Palazzo Penne (photo, top) is one of these. It is at a small square called Piazza Teodoro Monticelli, not far from the church of Santa Maria la Nova, and was built around the year 1400 by Antonio da Penne, the secretary to Ladislao of Durazzo, ruler of Naples. The building is easily distinguished by the Tuscan-type ashlar facade, one of the few buildings in Naples to have such. It was inhabited as recently as the 1970s and apparently is still lived in by some squatters. The building is in the throes of an on-again/off-again restoration project potentially financed by UNESCO as an historical monument worth saving. For the past five years or so, the property has been the subject of a tug-of-war between private parties and the Orientale University, which would like to have it restored as a site for classrooms. At this point, all you can say is that the place is a totally degraded mess.
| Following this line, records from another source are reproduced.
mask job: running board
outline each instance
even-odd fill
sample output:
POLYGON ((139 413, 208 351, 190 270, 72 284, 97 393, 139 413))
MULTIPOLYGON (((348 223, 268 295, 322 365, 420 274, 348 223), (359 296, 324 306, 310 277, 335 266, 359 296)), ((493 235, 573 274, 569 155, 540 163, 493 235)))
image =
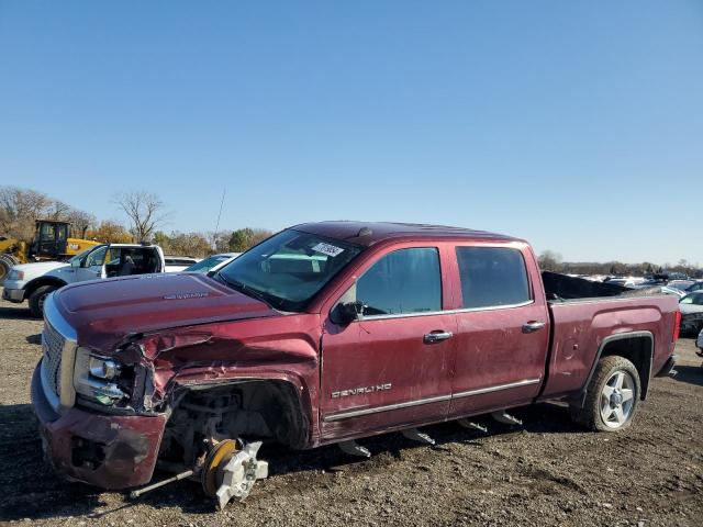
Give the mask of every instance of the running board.
POLYGON ((498 421, 499 423, 502 423, 504 425, 522 425, 523 422, 520 421, 517 417, 513 417, 512 415, 510 415, 507 412, 505 411, 501 411, 501 412, 491 412, 491 417, 493 417, 495 421, 498 421))
POLYGON ((434 445, 435 440, 429 437, 427 434, 423 434, 417 428, 408 428, 402 430, 401 434, 405 439, 410 439, 411 441, 423 442, 425 445, 434 445))
POLYGON ((478 423, 473 423, 472 421, 469 419, 457 419, 457 423, 459 424, 459 426, 461 426, 462 428, 466 428, 467 430, 478 430, 478 431, 482 431, 483 434, 488 434, 488 428, 486 426, 479 425, 478 423))
POLYGON ((357 458, 370 458, 371 457, 371 452, 369 451, 369 449, 366 448, 366 447, 362 447, 361 445, 359 445, 355 440, 342 441, 342 442, 338 442, 337 445, 339 446, 339 449, 344 453, 348 453, 349 456, 355 456, 357 458))

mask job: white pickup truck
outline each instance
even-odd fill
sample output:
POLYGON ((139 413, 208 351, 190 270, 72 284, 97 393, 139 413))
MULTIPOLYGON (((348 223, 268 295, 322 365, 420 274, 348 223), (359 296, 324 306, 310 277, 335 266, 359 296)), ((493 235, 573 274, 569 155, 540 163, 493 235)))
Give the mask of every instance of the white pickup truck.
POLYGON ((98 245, 67 261, 14 266, 4 281, 2 299, 15 303, 29 300, 32 314, 41 317, 46 296, 69 283, 166 271, 164 251, 156 245, 98 245))

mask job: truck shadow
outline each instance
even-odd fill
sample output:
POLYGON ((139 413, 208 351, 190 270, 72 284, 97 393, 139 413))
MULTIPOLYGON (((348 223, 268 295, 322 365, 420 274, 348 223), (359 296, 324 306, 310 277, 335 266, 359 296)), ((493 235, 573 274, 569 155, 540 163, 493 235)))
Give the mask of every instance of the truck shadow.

The most interesting thing about Palazzo Penne is the legend connected with it. Local lore calls the palazzo “the devil’s building.” It seems that Antonio Penne decided to impress the woman he was wooing with a new home that would be built in a single night. He did this with the help of the devil—in exchange for his own immortal soul, however. The contract stipulated that the devil, before taking Antonio’s soul, was required to count all of the grains of wheat strewn from a sack onto the courtyard within the building. Clever Antonio, however, threw a goodly amount of pitch into the sack, fusing the individual grains of wheat into an amorphous mess, impossible to count. The devil went and hid himself in the well in the center of the courtyard, promising revenge. There have always been other wells in the courtyard, but none in the center, which fact was presumably enough to put your average medieval home-owner at ease. Just an old legend—no well, no devil! Recent work on the building, however, appears to have discovered another well right where the devil said he would be waiting.
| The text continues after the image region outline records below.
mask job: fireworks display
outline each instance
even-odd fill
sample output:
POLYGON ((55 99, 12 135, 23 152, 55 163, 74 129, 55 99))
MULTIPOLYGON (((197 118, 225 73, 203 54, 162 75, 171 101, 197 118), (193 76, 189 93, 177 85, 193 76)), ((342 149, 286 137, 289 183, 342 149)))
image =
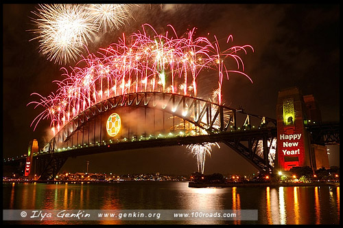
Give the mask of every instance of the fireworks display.
MULTIPOLYGON (((99 30, 119 29, 129 16, 127 4, 52 4, 39 5, 37 18, 32 21, 38 29, 31 30, 37 36, 40 52, 50 61, 67 64, 76 60, 84 46, 99 30)), ((31 41, 32 41, 31 40, 31 41)))
POLYGON ((186 148, 196 157, 198 161, 198 172, 203 174, 205 169, 206 155, 211 156, 212 146, 217 146, 220 148, 217 143, 203 143, 202 144, 190 144, 186 148))
POLYGON ((70 72, 62 68, 65 78, 54 81, 58 85, 56 93, 47 97, 32 93, 40 100, 28 104, 45 108, 32 122, 36 122, 34 128, 40 119, 48 118, 55 134, 65 123, 95 104, 130 93, 158 91, 197 97, 197 77, 204 70, 217 72, 219 87, 215 94, 219 104, 224 76, 228 78, 229 73, 239 73, 251 81, 243 73, 243 61, 238 56, 239 52, 246 54, 246 48, 253 51, 251 46, 234 46, 219 52, 216 39, 212 43, 205 37, 194 38, 195 28, 185 38, 179 38, 169 26, 175 38, 169 38, 167 32, 164 36, 158 35, 145 24, 142 26, 143 32, 134 33, 128 38, 123 34, 117 43, 101 49, 99 57, 89 54, 71 67, 70 72), (154 36, 147 34, 147 27, 154 32, 154 36), (229 63, 237 69, 226 67, 229 63))

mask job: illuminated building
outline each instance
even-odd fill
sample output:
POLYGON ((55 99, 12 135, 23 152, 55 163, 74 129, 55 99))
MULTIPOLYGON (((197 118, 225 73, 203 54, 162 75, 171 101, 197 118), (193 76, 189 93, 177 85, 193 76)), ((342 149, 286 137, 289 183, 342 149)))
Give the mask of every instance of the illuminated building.
POLYGON ((34 153, 38 152, 38 142, 36 139, 30 141, 29 143, 29 149, 27 151, 27 157, 26 157, 26 163, 25 167, 25 176, 29 175, 31 168, 32 167, 34 153))
POLYGON ((276 104, 277 156, 279 168, 289 170, 295 166, 314 170, 329 168, 326 146, 311 144, 305 125, 321 122, 313 95, 303 96, 296 87, 279 92, 276 104), (309 115, 314 119, 310 119, 309 115))

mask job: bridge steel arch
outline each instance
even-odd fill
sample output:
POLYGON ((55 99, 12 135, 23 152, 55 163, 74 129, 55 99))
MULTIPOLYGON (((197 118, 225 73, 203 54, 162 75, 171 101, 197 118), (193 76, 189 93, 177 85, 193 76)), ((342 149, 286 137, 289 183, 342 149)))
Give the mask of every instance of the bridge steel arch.
POLYGON ((259 170, 271 172, 270 151, 276 135, 276 120, 271 118, 187 95, 140 92, 110 98, 86 109, 36 155, 41 160, 40 179, 49 179, 69 157, 222 141, 259 170), (122 126, 119 134, 110 137, 106 121, 113 112, 121 116, 122 126))

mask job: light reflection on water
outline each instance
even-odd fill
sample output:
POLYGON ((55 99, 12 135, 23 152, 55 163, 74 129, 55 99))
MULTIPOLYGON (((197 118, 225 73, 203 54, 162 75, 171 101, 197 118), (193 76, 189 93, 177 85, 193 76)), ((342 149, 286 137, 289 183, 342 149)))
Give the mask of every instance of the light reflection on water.
MULTIPOLYGON (((45 224, 339 224, 340 187, 188 187, 187 182, 3 183, 3 208, 257 209, 257 221, 25 221, 45 224)), ((238 215, 237 215, 238 216, 238 215)))

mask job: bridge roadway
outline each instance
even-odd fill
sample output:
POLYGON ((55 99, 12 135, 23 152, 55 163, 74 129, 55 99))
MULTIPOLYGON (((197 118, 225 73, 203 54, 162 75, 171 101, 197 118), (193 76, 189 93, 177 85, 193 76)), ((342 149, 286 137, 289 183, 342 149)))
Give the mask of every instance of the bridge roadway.
MULTIPOLYGON (((339 144, 340 123, 320 123, 305 126, 311 134, 311 143, 322 145, 339 144)), ((174 136, 150 139, 145 140, 128 141, 104 145, 87 145, 71 148, 64 151, 54 152, 40 152, 34 155, 40 168, 37 173, 40 174, 42 179, 49 179, 54 176, 62 168, 69 157, 76 157, 87 155, 134 150, 137 148, 148 148, 172 146, 186 146, 189 144, 201 144, 202 142, 222 142, 229 146, 241 157, 245 158, 253 166, 261 171, 272 172, 272 167, 268 161, 268 154, 270 147, 268 142, 276 139, 276 127, 268 126, 261 128, 241 129, 230 132, 221 132, 211 135, 198 136, 174 136), (261 140, 263 151, 259 155, 257 153, 257 143, 261 140), (42 167, 45 167, 42 170, 42 167)), ((19 157, 3 162, 6 166, 18 166, 21 162, 25 164, 26 157, 19 157)))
Local mythologists claim to see the image of the devil—or at least a gargoyley-looking critter—in one of the patterns of the facade. Each individual protruding ashlar brick has a pattern, usually a fleur-de- lis, the symbol of the Angevin dynasty, which ruled Naples when the building was put up. Additionally, along the top of the facade is a row of 13 trefoil arches. The sixth one from the right (detail, photo below) has such an image. As far as I can tell, it is unique among the patterns on the facade and was presumably put there by the original owner. Technically, the figure is called a grotesque and not a gargoyle (which in the precise terminology of architecture applies only to waterspouts, grotesque or not); in any case, such grotesque figures were common as good-luck charms on medieval buildings all over Europe. They are not uncommon in Naples.